Interface engineering of the anomalous Hall effect in Ni-based heterostructures

TL;DR

This study combines experimental and theoretical methods to show that interfacial effects, especially inversion-symmetry breaking and Rashba spin-orbit interaction, can be used to control the anomalous Hall effect in Ni-based heterostructures at room temperature.

Contribution

It reveals that substrate-induced interfacial effects, rather than strain alone, govern the anomalous Hall effect and demonstrates electric field tuning of this property.

Findings

Anomalous Hall conductivity varies with substrate-induced strain.

Interfacial inversion-symmetry breaking is key to the effect.

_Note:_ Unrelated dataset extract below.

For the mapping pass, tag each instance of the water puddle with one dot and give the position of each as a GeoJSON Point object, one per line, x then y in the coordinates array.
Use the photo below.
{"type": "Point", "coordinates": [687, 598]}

Electric field can continuously tune the anomalous Hall conductivity.

Abstract

Using a combined experimental and first-principles theoretical approach, we demonstrate interface engineering of the anomalous Hall effect in Ni-based epitaxial thin-film heterostructures. Ferromagnetic Ni thin films are grown on (001)-oriented single-crystal LaAlO$_3$, SrTiO$_3$, and MgO substrates, which impose different biaxial tensile strains of 0.3%, 0.6%, and 0.8%, respectively. Our room-temperature Hall transport measurements reveal a pronounced substrate-dependent modulation of the anomalous Hall conductivity. Interestingly, our calculations show that strain alone cannot account for the experimentally observed trends. Instead, we identify interfacial inversion-symmetry breaking, which induces Rashba spin-orbit interaction, as the key mechanism governing the anomalous Hall conductivity across different interfaces. Building on this understanding, we further demonstrate both theoretically and experimentally that the anomalous Hall conductivity can be continuously tuned by an external electric field. These findings establish the critical role of substrate-induced interfacial effects in controlling the anomalous Hall effect in engineered heterostructures and provide a viable pathway toward electrically tunable room-temperature spintronic devices.